On “The Ed Show” last night, Schultz discussed the Iranian nuclear program with Matthew Duss, a senior policy researcher for the George Soros-funded Center for American Progress (CAP). Duss opened with the illuminating opinion that the Iranians launched their recent missile tests because they “were put on their back foot by President Obama’s roll-out of the intelligence about their secret nuclear facility near Qom, and they clearly felt that they needed some demonstration of strength to put them in a better position going into negotiations.” This is the same Iranian leader who, earlier this month, told the international press for the millionth time, “the nuclear question is finished. We will not negotiate over Iran’s undeniable rights.” Can any mature person believe Ahmadinejad or the ruling mullahs care about negotiations, beyond extending them long enough to acquire a doomsday device? To the extent they have any impact on “negotiations,” it would be to make Russian opposition to increased sanctions untenable (although Russia is holding to its position).
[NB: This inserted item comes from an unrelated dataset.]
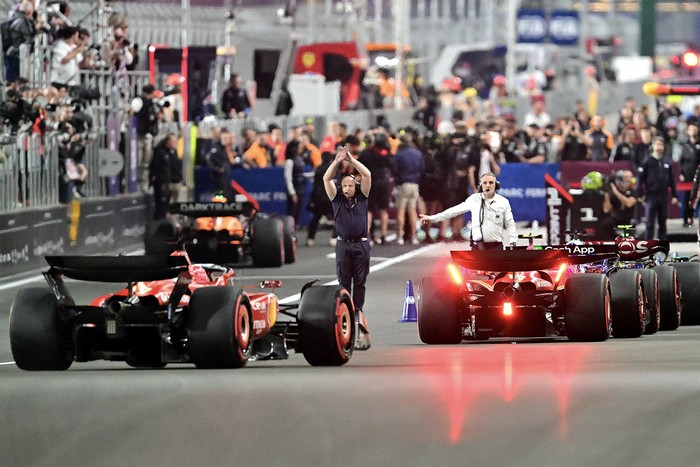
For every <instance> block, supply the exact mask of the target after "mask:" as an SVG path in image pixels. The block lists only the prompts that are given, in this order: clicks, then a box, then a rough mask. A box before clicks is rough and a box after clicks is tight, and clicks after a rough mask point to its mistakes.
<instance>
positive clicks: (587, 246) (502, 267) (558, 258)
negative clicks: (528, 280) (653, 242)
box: [450, 245, 618, 272]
Schultz then rolled footage of Sen. Lindsay Graham’s assessment of the Iranian leadership:

Lindsay Graham: I’ve got one rule of thumb: if the president of a country denies the Holocaust, you should believe the worst, not the best, about what they’re doing. Clearly they’re hiding nuclear programs for a purpose. They’re trying to develop a nuclear weapon, and if they are successful the Sunni Arab states in the region will want a nuclear weapon, Israel becomes much at risk, and we’re walking down the road to Armageddon.

Duss: (Deep, Al Gore-like sigh).

Schultz: I never heard this nine months ago when Bush was around. A lot of things have changed. What’s your thoughts on that?

Duss: As my friend, the international relations scholar Robert Farley says, “Every country has its neo-cons,” and Iranian neo-cons and American neo-cons can always be counted on to kind of always talk about the worst case scenarios and expect and assume the worst about their adversaries.

Holocaust Denial does not so much assume as confirm the worst about a person. However, I would go a step further than Senator Graham: If the president of a country believes “Israel must be wiped off the map,” dreams it is “possible for us to witness a world without America,” supported terrorists killing Americans in Iraq, may be interfering in Afghanistan, is a client of North Korea’s nuclear program, is being begged to export his nuclear technology to Venezuela, has forged ties with extremist Shi’ites to radicalize democratic and pluralistic Lebanon, is the world’s leading state sponsor of terrorism, and is headed by a religious fanatic who believes he is ushering in the end-times, the logical conclusion is not rosy.

I suppose that qualifies me as a “neo-con,” in the same way Iran’s mullahs are “neo-cons.” (Did he say that? Out loud?)  These thoughts landed Duss a job at CAP and as a blogger at The American Prospect (TAP).

Over at TAP, Duss has written that it was “shameful” John McCain did not treat Hamas and Hezbollah more “charitably” when describing them as unfit to govern, insisted the Surge is “not even close” to “victory,” and thought Obama was oh-so-cagy to offer only the most tepid condemnation of the Iranian police beating pro-democracy protesters.

What perked my ears up was his mention of “international relations expert Robert Farley,” both the strangely incongruent words and the way he seemed pained to pronounce them, as though aware he doth protest too much. The name woke me up, because David Horowitz and I had an exchange — I can’t call it a debate or conversation — with Robert Farley (also of TAP) just under a year ago when he “reviewed” our book Party of Defeat. You can read Robert Farley’s lazy effort and our demolition of it here.

Our readers commented on the poor quality of Farley’s essay (and mind). Donald Douglas of American Power blog had an outstanding critique of Farley’s “review” and a subsequent take down of Farley’s snarky cover story.

Unfortunately, these are examples of what pass for “international relations scholars” on the Left now, and it explains a lot.